Nella casa della Fata tutto era a disposizione e non c’era altro da fare che essere felici. La padrona di casa aiutava Alba nelle scelte senza prevaricare, condivideva le sue idee, la consigliava, e la ragazza non trovava da obiettare ai suoi pareri sussurrati, anzi: pendeva dalle sue labbra. La cosa incredibile era ricevere tutta la sua attenzione, incondizionatamente.

Nulla, in quella casa. contava più della principessa; per la Fata di Ferro il centro dell’universo, era Alba e tutto ciò che lei diceva era interessante, unico e prezioso.

Stava con piacere nella sua famiglia, ma intanto, non vedeva l’ora di correre via… il mondo delle fiabe l’attendeva e non vedeva l'ora di poter ritornare nella casa alla fine del sentiero, tra le buganvillee e gli oleandri, colorati e velenosi. Ogni giorno la principessina si sentiva più grande e più forte; ogni giorno correva verso nuove esperienze. E, celato nel suo cuore di piccola peccatrice, aveva un segreto, inconfessabile ma sublime. Una delle cose che l’attraevano era il corpo della fata; sarebbe rimasta ore a rimirarlo. Già quell’unico incantamento sarebbe bastato a rendere le visite improcrastinabili.

Lei era bellissima e, per la gioia di Alba, estremamente distratta. Quando sedevano al tavolino delle ghiottonerie, spesso accavallava le opulente gambe, senza curarsi del camice che si alzava e, salendo, a ogni movimento metteva in mostra le calze; sempre diverse, sempre di nuovi colori. Quelle che le piacevano di più erano le nere. Le calze nere parevano più piccole di una misura, la seta era tesa sulla pelle, creando appetitosi chiaroscuri; lo sguardo, ipnotizzato da quella visione, cercava il punto dove il nero deciso dell’orlo merlettato liberava, con uno sbuffo lievissimo, la carne rosea e chiara. Anche quando si adagiava su un basso pouf, sgranocchiando cannellini e Lacrime d’Amore, non era difficile che Alba riuscisse a carpire un’immagine delle sue mutandine, schiacciate tra le cosce.
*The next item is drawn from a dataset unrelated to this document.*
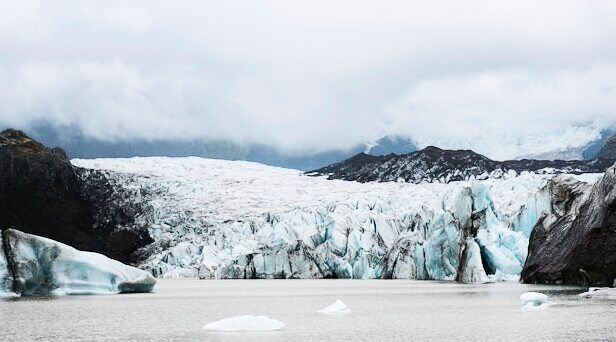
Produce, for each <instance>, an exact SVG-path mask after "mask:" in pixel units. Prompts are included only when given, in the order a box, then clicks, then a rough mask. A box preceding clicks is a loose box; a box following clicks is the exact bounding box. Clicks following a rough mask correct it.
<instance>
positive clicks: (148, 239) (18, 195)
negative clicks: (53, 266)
mask: <svg viewBox="0 0 616 342" xmlns="http://www.w3.org/2000/svg"><path fill="white" fill-rule="evenodd" d="M84 172H85V171H84V170H81V169H78V168H75V167H73V166H72V165H71V163H70V162H69V160H68V158H67V157H66V154H65V153H64V151H63V150H62V149H60V148H53V149H49V148H47V147H45V146H43V145H42V144H40V143H38V142H36V141H34V140H32V139H31V138H29V137H28V136H27V135H26V134H24V133H23V132H21V131H18V130H12V129H7V130H5V131H3V132H1V133H0V229H8V228H17V229H19V230H21V231H23V232H26V233H30V234H35V235H39V236H43V237H47V238H50V239H53V240H56V241H59V242H62V243H65V244H68V245H70V246H73V247H75V248H77V249H81V250H86V251H93V252H99V253H102V254H105V255H107V256H109V257H111V258H114V259H117V260H120V261H122V262H130V261H131V258H132V254H133V252H134V251H135V250H137V249H138V248H140V247H143V246H145V245H147V244H149V243H151V242H152V239H151V238H150V236H149V235H148V234H147V231H146V230H145V229H141V230H127V229H122V227H125V226H128V225H129V224H130V223H131V222H132V221H133V220H134V211H135V210H137V209H136V208H131V207H120V206H117V205H114V196H116V192H117V190H114V188H113V187H112V185H111V184H109V183H108V181H107V180H106V179H105V178H102V177H98V178H97V177H96V174H92V173H88V177H90V180H89V181H88V182H85V181H84V180H83V177H82V176H81V174H82V173H84Z"/></svg>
La povera fata sedeva li, per non rubare spazio ad Alba a cui, da principessa quale era, era riservato il posto d’onore, sul divano.

A volte gironzolava per casa, alla ricerca di un granello di polvere “vigliacco”, o di uno dei tanti oggetti che, in quella casa fatata, avevano la terribile tendenza a cadere negli angoli più nascosti; da quando aveva scoperto che, per ritrovarli, la fata si metteva carponi, mostrandole il fondoschiena oppure le poppe gloriose, Alba, pur essendo di indole affettuosa e servizievole, non si offriva mai, come volontaria, per le ricerche. Preferiva godersi ciò che riusciva a vedere… E la fata aveva infinita pazienza e nulla chiedeva alla sua preziosa ospite.

Per fortuna, tutti i rossori e le vampate peccaminose della ragazza passavano inosservati, tant’è che una volta, fattasi coraggio, Alba, dal gabinetto, chiamò la sua madrina con una scusa e si fece trovare seduta sul vaso, con le sottili gambe dischiuse. Anche allora la fata non disse niente e nulla notò, chiusa in una “casta” indifferenza. Al contrario, la principessa per la vergogna sopravvenuta dopo l’eccitazione, cercò una scusa frettolosa per tornarsene a casa e, per alcuni giorni non si fece più sentire.

Al terzo giorno fu la fata a chiamare e tutto riprese come prima.